Location
- 1914 Cobb Avenue Kalamazoo, Michigan 49007 United States
- 42°18′36″N 85°35′38″W﻿ / ﻿42.31000°N 85.59389°W

Information
- School type: Magnet Montessori
- Established: August 2001
- School district: Kalamazoo Public Schools
- School number: 02762
- Principal: ReQwal Duckworth
- Teaching staff: 12.50 (FTE)
- Grades: k-5
- Gender: Coeducational
- Age range: 5-12
- Enrollment: 236 (2018–19)
- Student to teacher ratio: 18.88
- Affiliation: American Montessori Society

= Northglade Montessori Magnet School =

Northglade Montessori Magnet School is a public elementary magnet school for students grades K-5, operated by the Kalamazoo Public Schools, located in Kalamazoo, Michigan, United States. It was established in August 2001 by the restructuring of Northglade Elementary School. The school serves around 250 children, of whom 83% are black and 13% white. Children learn through the Montessori Method of guided exploration rather than through traditional educational methods. The principal is ReQwal Duckworth. They Currently offer a basketball program through Premier Athletics.

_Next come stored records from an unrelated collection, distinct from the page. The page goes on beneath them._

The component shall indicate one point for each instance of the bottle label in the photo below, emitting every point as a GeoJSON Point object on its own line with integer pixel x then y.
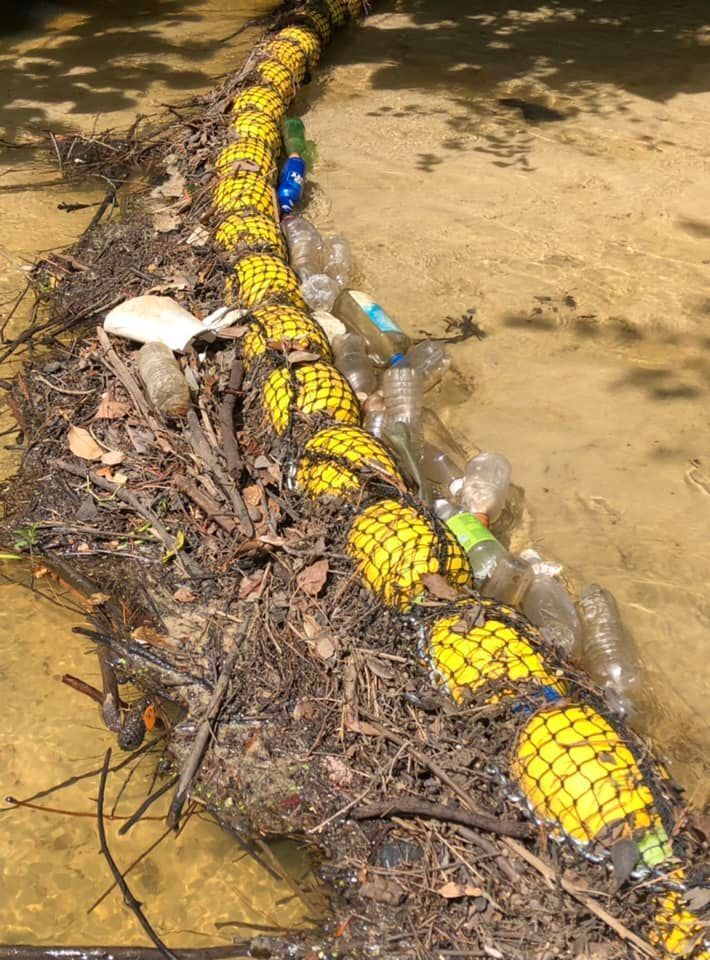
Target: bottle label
{"type": "Point", "coordinates": [468, 530]}
{"type": "Point", "coordinates": [377, 315]}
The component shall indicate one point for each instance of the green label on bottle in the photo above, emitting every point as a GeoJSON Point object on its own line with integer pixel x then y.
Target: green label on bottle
{"type": "Point", "coordinates": [468, 530]}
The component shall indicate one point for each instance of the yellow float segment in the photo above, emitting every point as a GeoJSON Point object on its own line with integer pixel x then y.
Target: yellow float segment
{"type": "Point", "coordinates": [290, 55]}
{"type": "Point", "coordinates": [276, 75]}
{"type": "Point", "coordinates": [264, 99]}
{"type": "Point", "coordinates": [257, 126]}
{"type": "Point", "coordinates": [338, 460]}
{"type": "Point", "coordinates": [255, 231]}
{"type": "Point", "coordinates": [491, 651]}
{"type": "Point", "coordinates": [260, 277]}
{"type": "Point", "coordinates": [311, 388]}
{"type": "Point", "coordinates": [394, 545]}
{"type": "Point", "coordinates": [244, 191]}
{"type": "Point", "coordinates": [286, 327]}
{"type": "Point", "coordinates": [246, 155]}
{"type": "Point", "coordinates": [578, 775]}
{"type": "Point", "coordinates": [337, 11]}
{"type": "Point", "coordinates": [307, 39]}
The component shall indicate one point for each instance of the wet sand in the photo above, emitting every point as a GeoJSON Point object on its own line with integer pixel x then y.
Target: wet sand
{"type": "Point", "coordinates": [548, 166]}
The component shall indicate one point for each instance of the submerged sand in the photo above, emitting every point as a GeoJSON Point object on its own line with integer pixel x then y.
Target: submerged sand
{"type": "Point", "coordinates": [548, 166]}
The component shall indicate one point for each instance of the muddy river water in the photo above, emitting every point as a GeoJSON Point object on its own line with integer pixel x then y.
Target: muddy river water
{"type": "Point", "coordinates": [545, 164]}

Northglade reorganized and each of its teachers began intensified training to receive a master's degree in the Montessori method. It is the first public elementary school in Michigan to become accredited by the American Montessori Society and only the second in the US.

Northglade Elementary School was Kalamazoo Public Schools' top-performing elementary school in 1996–97. Each spring term students from the Kalamazoo College Chemistry Department worked with Northglade Elementary School on projects that culminated in the school's annual Science Expo.